I have a Spark application fetching data from hdfs and ingesting data into S3.Below are the versions of different components i am using.
spark : 2.3.1 hadoop : 2.7.3 scala : 2.11.8
I am using hadoop-aws-2.7.3.jar, hadoop-common-2.7.3.jar and aws-java-sdk-1.7.4.jar. I followed some of the blogs related to hadoop and also referred mavenrepository site for getting the right combination of jars.
This is the code where i am uploading file to S3
spark.sparkContext.hadoopConfiguration.set("fs.s3a.access.key", "<access_key>")
spark.sparkContext.hadoopConfiguration.set("fs.s3a.secret.key", "")
spark.sparkContext.hadoopConfiguration.set("fs.s3a.impl",
"org.apache.hadoop.fs.s3a.S3AFileSystem")
spark.sparkContext.hadoopConfiguration.set("fs.s3a.endpoint", "<access_endpoint>")
spark.sparkContext.hadoopConfiguration.set("fs.s3a.path.style.access", "true")
val wikipediaDataitems = spark.read.json("<some_json_file_in_hdfs>")
wikipediaDataitems.write.format("json").save("s3a://<bucket_name>/wikipedia.json")
Below is the error i am getting
Caused by: java.lang.IllegalAccessError: tried to access method
org.apache.hadoop.metrics2.lib.MutableCounterLong.<init>.
(Lorg/apache/hadoop/metrics2/MetricsInfo;J)V from class
org.apache.hadoop.fs.s3a.S3AInstrumentation
at
org.apache.hadoop.fs.s3a.S3AInstrumentation.streamCounter(S3AInstrumentation.java:163)

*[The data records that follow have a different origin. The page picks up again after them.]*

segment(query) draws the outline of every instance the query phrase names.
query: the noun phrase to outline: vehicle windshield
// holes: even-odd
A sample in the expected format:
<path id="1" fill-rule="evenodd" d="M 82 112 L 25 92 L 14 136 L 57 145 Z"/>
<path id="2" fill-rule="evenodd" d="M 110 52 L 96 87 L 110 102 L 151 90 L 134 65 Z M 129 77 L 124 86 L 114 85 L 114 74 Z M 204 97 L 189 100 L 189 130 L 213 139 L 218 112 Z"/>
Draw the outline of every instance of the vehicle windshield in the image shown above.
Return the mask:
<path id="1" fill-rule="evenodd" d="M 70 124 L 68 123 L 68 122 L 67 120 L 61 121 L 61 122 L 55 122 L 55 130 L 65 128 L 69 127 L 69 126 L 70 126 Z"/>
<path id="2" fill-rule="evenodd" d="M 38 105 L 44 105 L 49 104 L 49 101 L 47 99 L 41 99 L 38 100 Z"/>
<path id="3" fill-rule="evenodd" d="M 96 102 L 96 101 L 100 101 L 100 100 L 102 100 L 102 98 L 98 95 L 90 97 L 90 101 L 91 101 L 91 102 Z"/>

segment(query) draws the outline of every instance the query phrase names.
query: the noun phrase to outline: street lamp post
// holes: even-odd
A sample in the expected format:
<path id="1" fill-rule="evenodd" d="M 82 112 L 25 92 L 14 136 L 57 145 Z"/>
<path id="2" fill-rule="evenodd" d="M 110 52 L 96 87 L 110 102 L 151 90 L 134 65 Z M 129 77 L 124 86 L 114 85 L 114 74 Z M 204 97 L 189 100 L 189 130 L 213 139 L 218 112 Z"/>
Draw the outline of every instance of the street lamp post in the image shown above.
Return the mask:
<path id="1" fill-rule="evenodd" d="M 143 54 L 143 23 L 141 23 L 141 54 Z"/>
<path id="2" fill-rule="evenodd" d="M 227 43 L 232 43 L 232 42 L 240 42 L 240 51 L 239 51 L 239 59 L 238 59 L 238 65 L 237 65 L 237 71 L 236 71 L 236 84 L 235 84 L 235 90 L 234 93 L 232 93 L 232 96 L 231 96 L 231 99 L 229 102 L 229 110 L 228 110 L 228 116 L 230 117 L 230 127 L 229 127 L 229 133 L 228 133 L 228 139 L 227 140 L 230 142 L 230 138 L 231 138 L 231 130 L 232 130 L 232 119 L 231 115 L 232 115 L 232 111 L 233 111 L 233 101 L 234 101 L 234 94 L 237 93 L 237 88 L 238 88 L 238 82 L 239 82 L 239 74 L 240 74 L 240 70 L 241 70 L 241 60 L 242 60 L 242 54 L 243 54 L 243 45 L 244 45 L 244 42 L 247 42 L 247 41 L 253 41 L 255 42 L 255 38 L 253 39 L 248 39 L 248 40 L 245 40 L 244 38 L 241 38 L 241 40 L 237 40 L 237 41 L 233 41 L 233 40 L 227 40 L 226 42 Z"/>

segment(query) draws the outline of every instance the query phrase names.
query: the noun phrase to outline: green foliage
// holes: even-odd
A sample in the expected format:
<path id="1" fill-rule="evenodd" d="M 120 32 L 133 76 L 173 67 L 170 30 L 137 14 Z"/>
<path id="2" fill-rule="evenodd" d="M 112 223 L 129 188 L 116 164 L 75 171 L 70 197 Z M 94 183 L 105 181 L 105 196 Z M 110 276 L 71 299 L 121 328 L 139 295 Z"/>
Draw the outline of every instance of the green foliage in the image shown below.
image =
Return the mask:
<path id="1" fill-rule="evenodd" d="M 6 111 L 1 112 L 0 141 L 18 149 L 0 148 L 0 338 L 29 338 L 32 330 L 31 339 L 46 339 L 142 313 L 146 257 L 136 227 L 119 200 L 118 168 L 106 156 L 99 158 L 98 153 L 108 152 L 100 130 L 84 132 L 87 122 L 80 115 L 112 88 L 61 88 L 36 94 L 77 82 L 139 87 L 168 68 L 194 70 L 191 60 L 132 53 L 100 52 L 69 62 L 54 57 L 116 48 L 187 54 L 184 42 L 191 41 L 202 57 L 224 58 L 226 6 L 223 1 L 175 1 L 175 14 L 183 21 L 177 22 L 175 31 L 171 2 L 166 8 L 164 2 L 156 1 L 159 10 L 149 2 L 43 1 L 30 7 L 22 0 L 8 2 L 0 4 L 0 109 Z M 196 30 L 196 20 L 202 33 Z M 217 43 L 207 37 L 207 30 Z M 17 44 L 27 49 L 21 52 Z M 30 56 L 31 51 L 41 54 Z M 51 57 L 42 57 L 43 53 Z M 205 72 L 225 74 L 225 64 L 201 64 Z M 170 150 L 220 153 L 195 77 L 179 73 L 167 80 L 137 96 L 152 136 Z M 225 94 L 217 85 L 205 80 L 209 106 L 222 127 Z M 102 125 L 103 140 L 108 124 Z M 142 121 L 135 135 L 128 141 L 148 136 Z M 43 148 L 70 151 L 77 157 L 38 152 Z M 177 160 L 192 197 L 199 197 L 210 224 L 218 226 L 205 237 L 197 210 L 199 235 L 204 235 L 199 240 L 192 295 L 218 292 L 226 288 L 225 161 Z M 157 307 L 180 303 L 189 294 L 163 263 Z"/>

at org.apache.hadoop.fs.s3a.S3AInstrumentation.streamCounter(S3AInstrumentation.java:185)
at org.apache.hadoop.fs.s3a.S3AInstrumentation.<init>(S3AInstrumentation.java:112)
at org.apache.hadoop.fs.s3a.S3AFileSystem.initialize(S3AFileSystem.java:146)
I did go through lot of stackoverflow questions who have faced the same issue and tried different combinations of hadoop-aws and hadop-common and aws-sdk jars, no luck so far.
Combinations tried so far and also mentioned relevant errors for each combination:
hadoop-aws-2.7.3.jar,hadoop-common-2.7.3.jar,aws-java-sdk-1.10.6.jar
org.apache.spark.sql.execution.datasources.DataSource.planForWritingFileFormat(DataSource.scala:452)
org.apache.spark.sql.execution.datasources.DataSource.planForWriting(DataSource.scala:548)
org.apache.spark.sql.DataFrameWriter.saveToV1Source(DataFrameWriter.scala:278)
org.apache.spark.sql.DataFrameWriter.save(DataFrameWriter.scala:267)
org.apache.spark.sql.DataFrameWriter.save(DataFrameWriter.scala:225)
... 49 elided
Caused by: java.lang.ClassNotFoundException: Class org.apache.hadoop.fs.s3a.S3AFileSystem not found
hadoop-aws-2.8.2.jar,hadoop-common-2.8.2.jar,aws-java-sdk-1.10.6.jar
java.lang.NoClassDefFoundError: com/amazonaws/AmazonClientException
at java.lang.Class.forName0(Native Method)
at java.lang.Class.forName(Class.java:348)
at org.apache.hadoop.conf.Configuration.getClassByNameOrNull(Configuration.java:2134)
hadoop-aws-2.7.3.jar,hadoop-common-2.7.3.jar,aws-java-sdk-1.11.123.jar Caused by: java.lang.ClassNotFoundException: com.amazonaws.event.ProgressListener at java.net.URLClassLoader.findClass(URLClassLoader.java:381) at java.lang.ClassLoader.loadClass(ClassLoader.java:424) at java.lang.ClassLoader.loadClass(ClassLoader.java:357) ... 66 more
hadoop-aws-2.7.7.jar, hadoop-aws-2.7.7.jar and aws-java-sdk-1.7.4.jar
Caused by: java.lang.IllegalAccessError: tried to access method
org.apache.hadoop.metrics2.lib.MutableCounterLong.<init>.
(Lorg/apache/hadoop/metrics2/MetricsInfo;J)V from class
org.apache.hadoop.fs.s3a.S3AInstrumentation
at org.apache.hadoop.fs.s3a.S3AInstrumentation.streamCounter(S3AInstrumentation.java:163)
at org.apache.hadoop.fs.s3a.S3AInstrumentation.streamCounter(S3AInstrumentation.java:185)
at org.apache.hadoop.fs.s3a.S3AInstrumentation.<init>(S3AInstrumentation.java:112)
at org.apache.hadoop.fs.s3a.S3AFileSystem.initialize(S3AFileSystem.java:146)
Can anyone help me